CoolJugator: The Smart Conjugator in Dutch
This is a very simple Dutch verb conjugator. Our goal is to make Dutch conjugation easy, smart and straightforward.
You can input verbs into the CoolJugator bar above in any form, tense or mood in both Dutch and English. The Dutch CoolJugator can currently do around 11643 verbs. We suggest you try it out.
You can also click here to browse the list of Dutch verbs that we can conjugate.
Common Dutch verbs
If you run out of ideas, some Dutch verbs according to their frequency of use on CoolJugator are:
The Dutch language
Dutch an Indo-European West Germanic language (in the same group as English, German, Afrikaans, Frisian and others) spoken by over 25 million people mostly in the Netherlands, Suriname and Belgium. Some grammatical structures in Dutch are highly similar to English ('dit is water' - 'this is water', 'de kat zat op de mat' - 'the cat sat on the mat'), while many others are actually closer to German, especially those related to word order ('ik heb het niet' - 'ich habe es nicht', for 'I don't have it' - but compare with the older English version 'I have it not'; 'ik wil het weten' and 'ich will es wissen', English 'I want to know it'), while yet others are similar to Scandinavian languages (the future formed with 'zal' - 'ska' in Swedish; two genders for nouns, just like in Scandinavian). Dutch also developed its own characteristics, such as a highly developed system of prepositional adverbs (daarop, waardoor, rin etc.).
Dutch developed out of the Old Franconian language spoken by the Franks, who had established themselves in the current territory of the Netherlands in about the sixth or seventh century CE and later expanded throughout the east and south, significantly influencing Old French in their own turn. Old Dutch is the term for the Old Franconian dialects spoken in the Low Countries (Netherlands, Belgium) until about the 12th century. Similarly then, Middle Dutch is a collective name for the highly similar dialects spoken and written between about 1150 and 1550 in the present Netherlands and the Flemish part of Belgium. After the Eight Years War, Dutch gained independence from Spain and also developed independently (this is when a split ocurred with the Flemish Dutch dialects, as those parts remained under Spanish control, and subsequently were passed on to the control of Austria and of France). From then on, the Dutch language got standardised around the varieties spoken in Northern Holland: dictionaries and grammars appeared. Dutch was used by nearly all strata of the society, including the clergy. An official translation of the Bible appeared in 1637 - its translators deliberately tried to reconcile the language spoken in the North of Holland with that spoken in the big cities in the South of the country. In the meanwhile, dialects in Belgium were disconnected from these developments, and their development was also hindered by the use by French. It was only in the late nineteenth century (apart from a short period of unification of the country in 1815 - 1830), and together with the rise of Flemish nationalism, deliberate efforts were made in the Flemish parts of Belgium to adopt the Dutch standardisation(they also considered standardising the language by themselves, instead of adopting the highly-developed Dutch standard, but eventually the proposals to do an own standardtisation lost out). This is the reason why the official language in Belgium is very close to Dutch, although, in spoken language, distinct varieties do exist. In 1980 the Netherlands and Belgium concluded the Language Union, in which they agreed to adjust each other's language policies with the goal of maintaining a common standard.
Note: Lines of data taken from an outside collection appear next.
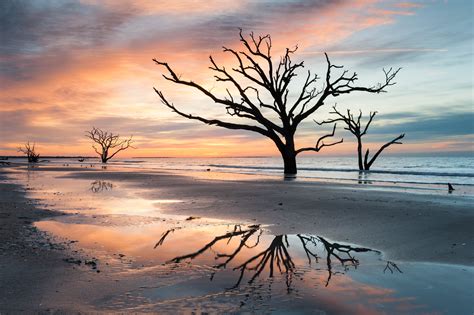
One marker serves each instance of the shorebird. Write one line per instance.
(450, 188)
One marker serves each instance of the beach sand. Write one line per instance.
(404, 224)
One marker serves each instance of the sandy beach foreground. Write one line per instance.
(37, 273)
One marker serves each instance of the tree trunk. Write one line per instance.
(289, 161)
(359, 154)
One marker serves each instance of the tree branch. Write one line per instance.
(320, 143)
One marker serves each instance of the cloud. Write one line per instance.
(421, 127)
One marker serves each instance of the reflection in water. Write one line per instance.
(300, 273)
(276, 256)
(100, 186)
(363, 177)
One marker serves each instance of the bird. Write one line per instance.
(450, 188)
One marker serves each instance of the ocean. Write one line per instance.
(457, 170)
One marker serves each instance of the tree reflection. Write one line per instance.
(276, 256)
(100, 186)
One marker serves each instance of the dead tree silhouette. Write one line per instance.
(354, 126)
(260, 95)
(274, 257)
(100, 186)
(30, 152)
(333, 250)
(110, 144)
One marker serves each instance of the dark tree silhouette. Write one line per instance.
(29, 151)
(258, 88)
(276, 256)
(100, 186)
(110, 144)
(354, 125)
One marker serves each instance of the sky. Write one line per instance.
(68, 65)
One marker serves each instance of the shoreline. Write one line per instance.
(402, 225)
(411, 228)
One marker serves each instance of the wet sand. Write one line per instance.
(404, 225)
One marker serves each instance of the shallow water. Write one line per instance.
(171, 262)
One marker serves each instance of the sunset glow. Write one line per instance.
(69, 65)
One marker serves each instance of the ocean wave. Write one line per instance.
(347, 170)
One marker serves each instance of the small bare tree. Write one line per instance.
(29, 151)
(260, 95)
(354, 125)
(110, 144)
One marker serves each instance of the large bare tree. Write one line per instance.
(258, 88)
(30, 152)
(354, 126)
(109, 144)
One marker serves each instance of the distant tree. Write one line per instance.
(30, 152)
(110, 144)
(355, 127)
(261, 94)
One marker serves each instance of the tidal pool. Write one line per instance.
(155, 262)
In a related interesting anecdote, in the seventeenth century, under Jan van Riebeeck, Dutch colonised South Africa, which led into the development of a distinctive language - Afrikaans, a language in which we can also conjugate verbs.
About Dutch conjugation
Dutch conjugation is a process in which Dutch verbs are modified to accord with various other features of the phrase.
In Dutch, you can conjugate verbs by these major factors:
- person and number - the verb changes depending on the person it is referring to, e.g. 'ik doe' - 'I do', or 'we doen' - 'we do',
- tense and aspect - Dutch makes a distinction between present ('ik val' - 'I fall'), past ('je werkte' - 'you worked') tenses; although, future 'ich zal wekren' - 'I will work' or perfect ('ik heb het gedaan' - 'I have done it') forms can also be created with the use of auxiliary verbs,
- mood - mood indicates the attitude, and is distinguished as indicative ('ik gaa' - 'I go'), subjunctive ('het geluk zij met u!- 'luck be with you!'), imperative ('leer!' - 'learn!'),
- voice - Dutch has an impersonal passive voice, for example 'Er wordt door hem gerookt', which literally means 'Smoking is done, i.e. 'people smoke here'.
In the Dutch CoolJugator, we try to provide you as many of these conjugation factors as possible, although we also try to focus on the most important parts of conjugation too.